Vargas Llosa convocó a un grupo de comisionados con reconocida autoridad en sus campos profesionales para el desarrollo del museo. El antropólogo Juan Ossio, el artista plástico Fernando de Szyszlo, el filósofo Salomón Lerner, el arquitecto Frederick Cooper, el jurista Enrique Bernales, y Monseñor Luis Bambarén, obispo emérito de Chimbote, estuvieron entre ellos. Bernardo Roca Rey, entonces director de Publicaciones y Multimedios de El Comercio, fue también convocado y comisionado para hacer el guion museográfico. En ese cometido, fui invitado por Bernardo a conducir la elaboración de guion. Las sesiones de trabajo entonces fueron intensas, con Mario enfatizando en la necesidad de que no sea un museo de historia, sino un lugar de encuentro de experiencias, donde todas las voces tengan la misma oportunidad de expresarse. En este contexto, propone dejar atrás la denominación de “museo” y cambiar por “Lugar”, denominación que marcaba un contraste entre lo vital y lo inerte, entre la colección de objetos y la creación de una polifonía multiversal en permanente progreso y creación de sentido.
No fue solo un cambio semántico. Fue un cambio político.

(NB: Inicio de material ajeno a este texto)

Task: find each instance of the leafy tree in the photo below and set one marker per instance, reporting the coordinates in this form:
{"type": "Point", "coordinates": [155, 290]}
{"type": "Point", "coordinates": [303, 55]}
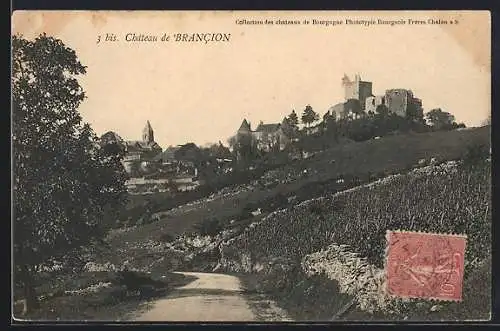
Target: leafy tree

“Museo” sugiere algo cerrado, fijo. Una colección de objetos encerrados tras vitrinas. Vargas Llosa entendía que la memoria del conflicto armado interno —marcado por el terrorismo de Sendero Luminoso, la brutalidad del MRTA, y las violaciones a los derechos humanos por parte del Estado— no podía encerrarse en una narrativa única ni en una versión oficial. Por eso propuso el nuevo nombre: el Lugar de la memoria. Un espacio vivo, en permanente construcción, abierto al diálogo, a la reflexión, y al disenso.
En ese camino, Mario y la Comisión hacen suyos una propuesta de monseñor Bambarén. Con Roca Rey trabajamos entonces en un relato de dos personas, un terrorista y un militar, que, se hacen amigos en prisión, y tras cumplir con sus condenas, se dedican a educar en políticas de paz y desarrollo. Mario sostuvo que ese sea el espíritu del Lugar, y que se proyecte o narre en un espacio previo a la visualización de los hechos históricos. Insistiendo en un relato de todos, riguroso con la verdad, pero también, que nos reconcilie como sociedad.
En la historia política de Vargas Llosa, junto a su lucha por instituciones democráticas y la defensa férrea del libre mercado, importa también destacar la defensa de la memoria como un paso civilizatorio de una sociedad nacional que resuelve, autoanalizándose críticamente, sus problemas y contradicciones. Muchos actores han sido gravitantes en políticas de memoria en el país. Las organizaciones de víctimas, los familiares de policías y militares caídos en la lucha, entre ellos. Pero hay un lugar en la historia en el que Mario ha de tener cabida, como un articulador que logró poner las primeras piedras conceptuales de algo mucho más grande que hasta hoy perdura. Es el derecho a recordar.